Margaret McKenna was born in Providence, Rhode Island in 1945 to parents who were lifelong teachers and administrators in the Central Falls public school system. Her father was in the first graduating class at Providence College, and her mother was a graduate of Rhode Island College. Margaret attended Holy Trinity Elementary School in Central Falls and Sacred Heart High School in Pawtucket. She then received degrees from Emmanuel College and Southern Methodist University School of Law.
Following her graduation from law school, Margaret was hired to serve in the United States Department of Justice, Civil Rights Division. She later became the Executive Director of the International Association of Human Rights Commissions.
In 1976, Margaret returned to Rhode Island as the state director of the Carter-Mondale presidential campaign. After the election she joined President Carter as White House Deputy Counsel and served as liaison to the state of Rhode Island, managing requests and issues related to the state. During the Blizzard of 1978, she assisted Governor J. Joseph Garrahy with his requests for activation of the National Guard and for federal disaster aid.
Margaret continued to serve Rhode Island when President Carter appointed her as a negotiator in the Narragansett Indian land dispute. The land in question comprised most of the campus of the University Rhode Island. After a successful resolution of the claim in 1979, she received an honorary degree from the University of Rhode Island and was made an honorary member of the Narragansett Indian Tribe.
Margaret left her White House position to become the first Deputy Undersecretary in the new United States Department of Education. In 1981, she became Vice President of Radcliffe College, Harvard University, where she served as director of the Bunting Institute. She was also a Fellow at the Kennedy School of Government, Institute of Politics.
In 1985, Margaret was appointed President of Lesley University based in Cambridge, Massachusetts, where she served for twenty-two years.

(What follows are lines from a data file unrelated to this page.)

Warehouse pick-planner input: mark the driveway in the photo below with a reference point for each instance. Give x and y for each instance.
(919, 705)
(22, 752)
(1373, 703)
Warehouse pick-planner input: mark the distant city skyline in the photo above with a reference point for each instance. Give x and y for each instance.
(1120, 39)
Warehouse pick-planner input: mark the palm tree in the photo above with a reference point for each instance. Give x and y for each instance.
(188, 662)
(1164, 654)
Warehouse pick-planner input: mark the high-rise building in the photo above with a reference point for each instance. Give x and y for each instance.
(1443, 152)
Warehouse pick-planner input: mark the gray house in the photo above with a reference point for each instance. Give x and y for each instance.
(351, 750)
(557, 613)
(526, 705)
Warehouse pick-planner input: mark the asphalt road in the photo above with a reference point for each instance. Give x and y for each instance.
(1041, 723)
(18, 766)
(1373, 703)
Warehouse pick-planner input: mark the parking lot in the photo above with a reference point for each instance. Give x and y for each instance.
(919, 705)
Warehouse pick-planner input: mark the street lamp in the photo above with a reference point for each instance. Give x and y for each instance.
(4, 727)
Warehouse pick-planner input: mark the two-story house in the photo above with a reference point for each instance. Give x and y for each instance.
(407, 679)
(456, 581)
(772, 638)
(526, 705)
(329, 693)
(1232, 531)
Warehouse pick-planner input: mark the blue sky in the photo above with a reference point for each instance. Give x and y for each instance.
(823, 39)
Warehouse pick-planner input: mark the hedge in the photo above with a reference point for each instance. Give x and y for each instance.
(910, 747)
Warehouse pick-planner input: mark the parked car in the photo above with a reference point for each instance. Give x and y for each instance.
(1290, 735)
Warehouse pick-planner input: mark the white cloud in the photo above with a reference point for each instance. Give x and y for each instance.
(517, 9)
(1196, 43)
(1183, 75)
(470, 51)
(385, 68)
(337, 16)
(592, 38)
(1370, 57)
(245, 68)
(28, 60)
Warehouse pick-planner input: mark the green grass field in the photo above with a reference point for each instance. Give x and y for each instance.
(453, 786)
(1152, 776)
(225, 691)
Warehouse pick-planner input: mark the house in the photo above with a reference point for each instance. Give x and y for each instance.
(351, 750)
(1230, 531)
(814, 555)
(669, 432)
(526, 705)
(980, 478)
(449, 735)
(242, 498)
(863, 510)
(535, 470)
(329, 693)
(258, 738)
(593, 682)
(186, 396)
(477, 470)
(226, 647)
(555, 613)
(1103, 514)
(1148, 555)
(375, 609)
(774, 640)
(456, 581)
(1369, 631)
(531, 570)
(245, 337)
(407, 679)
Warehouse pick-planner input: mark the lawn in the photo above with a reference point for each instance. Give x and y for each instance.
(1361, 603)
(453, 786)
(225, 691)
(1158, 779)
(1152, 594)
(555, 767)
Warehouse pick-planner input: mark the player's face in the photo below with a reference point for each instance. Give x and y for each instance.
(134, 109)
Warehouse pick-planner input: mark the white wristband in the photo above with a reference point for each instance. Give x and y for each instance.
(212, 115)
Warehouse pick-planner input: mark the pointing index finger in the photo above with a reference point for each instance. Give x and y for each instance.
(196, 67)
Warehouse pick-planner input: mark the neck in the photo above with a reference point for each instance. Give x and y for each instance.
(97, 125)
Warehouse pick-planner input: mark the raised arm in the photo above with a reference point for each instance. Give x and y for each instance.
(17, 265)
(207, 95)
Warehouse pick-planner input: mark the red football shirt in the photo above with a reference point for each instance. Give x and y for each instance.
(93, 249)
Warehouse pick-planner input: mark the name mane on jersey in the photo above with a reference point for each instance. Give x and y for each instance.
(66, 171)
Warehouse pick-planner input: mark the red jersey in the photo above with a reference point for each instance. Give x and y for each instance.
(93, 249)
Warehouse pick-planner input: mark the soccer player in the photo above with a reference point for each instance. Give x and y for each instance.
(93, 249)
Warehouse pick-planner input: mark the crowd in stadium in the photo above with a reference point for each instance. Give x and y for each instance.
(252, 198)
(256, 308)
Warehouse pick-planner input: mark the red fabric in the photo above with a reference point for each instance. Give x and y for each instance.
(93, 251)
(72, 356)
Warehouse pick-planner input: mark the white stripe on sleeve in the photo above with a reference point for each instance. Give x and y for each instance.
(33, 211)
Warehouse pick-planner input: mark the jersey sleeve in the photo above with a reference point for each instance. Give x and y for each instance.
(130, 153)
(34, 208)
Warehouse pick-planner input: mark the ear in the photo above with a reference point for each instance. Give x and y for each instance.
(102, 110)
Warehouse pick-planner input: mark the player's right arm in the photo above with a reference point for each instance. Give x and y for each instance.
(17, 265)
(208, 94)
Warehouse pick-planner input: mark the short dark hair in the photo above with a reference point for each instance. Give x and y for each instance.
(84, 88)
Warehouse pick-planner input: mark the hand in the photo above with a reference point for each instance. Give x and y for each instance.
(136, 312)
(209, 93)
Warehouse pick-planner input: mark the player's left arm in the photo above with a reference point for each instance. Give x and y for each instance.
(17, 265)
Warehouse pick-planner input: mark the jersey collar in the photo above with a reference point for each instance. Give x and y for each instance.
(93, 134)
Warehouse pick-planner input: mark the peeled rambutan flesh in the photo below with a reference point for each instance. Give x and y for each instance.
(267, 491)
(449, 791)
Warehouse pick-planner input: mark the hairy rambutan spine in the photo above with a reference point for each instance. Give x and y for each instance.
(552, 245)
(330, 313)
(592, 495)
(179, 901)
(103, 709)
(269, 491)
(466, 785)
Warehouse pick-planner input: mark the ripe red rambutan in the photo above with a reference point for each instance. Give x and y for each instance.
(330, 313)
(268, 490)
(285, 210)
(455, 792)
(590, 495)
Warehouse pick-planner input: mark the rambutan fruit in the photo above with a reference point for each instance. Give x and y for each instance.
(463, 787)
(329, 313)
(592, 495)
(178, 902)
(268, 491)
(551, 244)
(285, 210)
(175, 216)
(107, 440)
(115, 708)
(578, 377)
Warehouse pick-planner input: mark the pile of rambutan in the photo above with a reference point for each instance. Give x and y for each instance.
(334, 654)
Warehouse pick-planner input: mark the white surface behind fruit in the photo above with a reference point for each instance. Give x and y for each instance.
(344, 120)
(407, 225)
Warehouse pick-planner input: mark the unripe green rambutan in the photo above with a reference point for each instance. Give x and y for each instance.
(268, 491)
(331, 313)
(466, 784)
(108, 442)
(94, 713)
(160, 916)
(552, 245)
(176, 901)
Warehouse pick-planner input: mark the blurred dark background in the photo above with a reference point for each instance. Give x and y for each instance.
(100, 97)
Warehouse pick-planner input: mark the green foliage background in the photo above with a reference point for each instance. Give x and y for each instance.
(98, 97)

During her tenure, she led the school from a small regional college of 2,000 students to a nationally recognized university of 12,000 students with one of the premier teacher training programs in the country and the nation’s leading provider of graduate-level education for classroom teachers.
From 2007 to 2011, Margaret served as president of the Walmart Foundation, the largest corporate philanthropic foundation in the United States. She set the priorities for the foundation and coordinated local, national, and international giving. Under her guidance, the Walmart Foundation became a leader in fighting hunger and a major donor in the area of educational opportunity.
She is the author of numerous articles, and she has spoken at national and international meetings on issues of leadership, social justice, and educational opportunity. Margaret is the recipient of ten honorary degrees. She has served on several corporate boards and numerous nonprofit boards and has been recognized with awards from many organizations.
Margaret is presently the acting director of the Sillerman Center for the advancement of philanthropy and a visiting professor at the Heller School, Brandeis University.
In 2013, Mayor Thomas Menino appointed Margaret to the Boston School Committee, and in 2014, Massachusetts Governor Duval Patrick appointed her as the Chair of the Massachusetts Board of Elementary and Secondary Education.